Ele chegava do trabalho. Calado. Preso ao mundo de introvertido, contudo, sem se conformar com os dias que não o conduziriam a um futuro digno, no qual se projetasse na vida.
Sim, entendia a dura realidade.
- Vai jantar agora, filho?
- Depois do banho, mãe.
- Sim, enquanto isso vou esquentar o jantar.
Erguia-se e cruzando a sala conjugada, entrava no corredor e na outra sala, com a mesa, as cadeiras e o fogão próximo a porta que dava para o banheiro. Acendendo o fogão, esquentava a comida.
Ele tomava o banho, repetindo a cena de todas as noites. Até quando assim? Precisava deixar o emprego da gráfica, conseguir outro, com melhor salário, e maior chance de se profissionalizar em sua carreira de desenhista.
Sim, lutaria para sair do ambiente de gente de baixo nível social, uns brutos!
Ao sair do banheiro, sentado à mesa, a mãe lhe trazia a refeição. Sopa. Pão. Arroz. Carne. A garrafa térmica com o café.
- Tá tudo quentinho, filho. Fique aí comendo que eu vou concluir um assunto com o seu pai.
Retirava-se. Magra. Os braços longos. Os movimentos lentos. Os cabelos finos, curtos, ficando grisalhos... Sensibilizado ante essa imagem, ele se alimentava pensativo. O que a pobreza faz às pessoas, marcando-lhes a existência sem dó, envelhecendo-as de repente. Pudesse oferecer à mãe e ao pai mais conforto, libertando-os dos sacrifícios impostos pela pobreza...
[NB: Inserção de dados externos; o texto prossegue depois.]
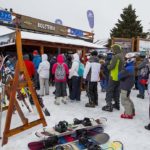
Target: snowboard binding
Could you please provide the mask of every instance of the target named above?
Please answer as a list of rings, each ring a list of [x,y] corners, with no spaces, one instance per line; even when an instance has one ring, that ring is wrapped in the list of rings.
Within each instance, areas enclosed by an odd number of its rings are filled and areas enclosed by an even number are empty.
[[[79,120],[77,118],[74,119],[74,125],[83,124],[84,126],[92,126],[90,118],[84,118],[83,120]]]
[[[43,141],[44,148],[50,148],[58,144],[58,137],[52,136],[48,137]]]
[[[101,147],[94,142],[90,141],[88,137],[80,137],[79,138],[79,143],[84,145],[87,150],[102,150]]]
[[[59,133],[66,132],[68,129],[68,122],[67,121],[60,121],[58,125],[55,126],[55,131]]]

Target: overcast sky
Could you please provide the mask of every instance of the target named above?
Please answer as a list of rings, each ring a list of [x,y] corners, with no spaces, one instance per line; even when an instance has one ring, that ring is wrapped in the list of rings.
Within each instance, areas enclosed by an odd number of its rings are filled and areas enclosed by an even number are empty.
[[[86,31],[91,31],[86,13],[93,10],[95,40],[109,38],[122,9],[129,4],[136,9],[147,32],[150,29],[150,0],[0,0],[1,8],[13,8],[16,13],[50,22],[61,19],[66,26]]]

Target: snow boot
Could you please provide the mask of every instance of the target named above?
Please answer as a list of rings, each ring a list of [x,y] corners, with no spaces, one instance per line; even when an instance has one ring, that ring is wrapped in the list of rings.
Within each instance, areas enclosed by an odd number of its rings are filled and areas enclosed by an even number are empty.
[[[121,114],[120,117],[124,119],[133,119],[133,115],[128,115],[128,114]]]
[[[150,123],[147,126],[145,126],[145,129],[150,130]]]
[[[64,96],[61,101],[62,103],[67,104],[67,96]]]
[[[60,105],[60,97],[57,97],[54,101],[54,104]]]
[[[115,103],[113,104],[113,108],[114,108],[114,109],[117,109],[117,110],[120,110],[120,104],[119,104],[118,102],[115,102]]]
[[[109,111],[112,112],[113,111],[113,106],[112,105],[106,105],[102,107],[103,111]]]
[[[94,103],[86,103],[85,107],[95,108],[95,104]]]
[[[138,94],[138,95],[137,95],[137,98],[144,99],[144,95],[142,95],[142,94]]]
[[[44,107],[42,110],[43,110],[45,116],[50,116],[50,113],[47,108]]]
[[[132,110],[132,116],[135,116],[135,109]]]
[[[98,106],[98,100],[94,101],[95,106]]]

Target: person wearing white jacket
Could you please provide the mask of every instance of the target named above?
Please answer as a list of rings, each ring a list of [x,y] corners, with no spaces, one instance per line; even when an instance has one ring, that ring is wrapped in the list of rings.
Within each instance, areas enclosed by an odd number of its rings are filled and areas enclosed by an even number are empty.
[[[95,107],[98,105],[98,92],[97,92],[97,82],[100,80],[100,68],[99,58],[97,57],[97,51],[91,53],[91,57],[86,63],[83,78],[88,82],[88,97],[89,103],[86,107]]]
[[[42,62],[39,65],[38,73],[40,79],[40,95],[49,95],[49,73],[50,73],[50,63],[47,61],[47,54],[42,55]]]
[[[79,63],[80,58],[78,53],[73,54],[73,63],[72,67],[69,70],[69,79],[71,79],[71,93],[70,93],[70,100],[80,101],[81,89],[80,89],[80,82],[81,78],[78,75]]]

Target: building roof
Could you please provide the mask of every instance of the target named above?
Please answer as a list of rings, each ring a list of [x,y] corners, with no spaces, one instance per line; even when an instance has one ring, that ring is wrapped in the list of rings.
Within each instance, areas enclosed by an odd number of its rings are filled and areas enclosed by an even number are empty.
[[[13,32],[14,30],[9,29],[7,27],[0,27],[0,36],[4,36],[6,34],[10,34]],[[26,32],[26,31],[21,31],[21,38],[27,40],[36,40],[36,41],[45,41],[45,42],[60,43],[60,44],[67,44],[67,45],[83,46],[88,48],[105,48],[103,45],[97,45],[80,39],[68,38],[68,37],[62,37],[62,36],[56,36],[50,34]]]

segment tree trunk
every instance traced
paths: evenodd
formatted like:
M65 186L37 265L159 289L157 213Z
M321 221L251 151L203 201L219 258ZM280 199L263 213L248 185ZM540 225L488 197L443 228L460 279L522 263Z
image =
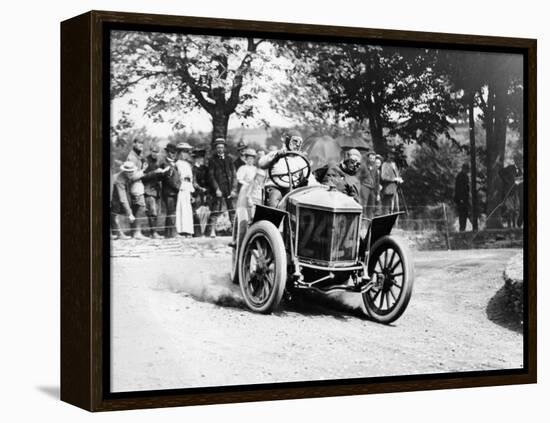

Depois, o emprego na Indústria grande de embalagens de papel. O nível social melhor. O salário dobrado. E ele estudando à noite, do desejo, “garra” de ser alguém... Já então a mãe estava com a cabeça grisalha. O pai m ais gordo. O olhar ausente. O indiferentismo por tudo. O desabafo repetido, pessimista:
- Não acho mais graça em nada. Estou completamente indiferente a tudo. Bem dizia o meu pai, que era semi-analfabeto, mas muito inteligente: “Há hora para tudo, até para se morrer...”.
A mãe, na outra cadeira, tentava então consolá-lo:
- Maurílio, isso que acontece com você se chama velhice. Você tem de reagir, não se entregar. Sair. Ver o mundo, se distrair homem!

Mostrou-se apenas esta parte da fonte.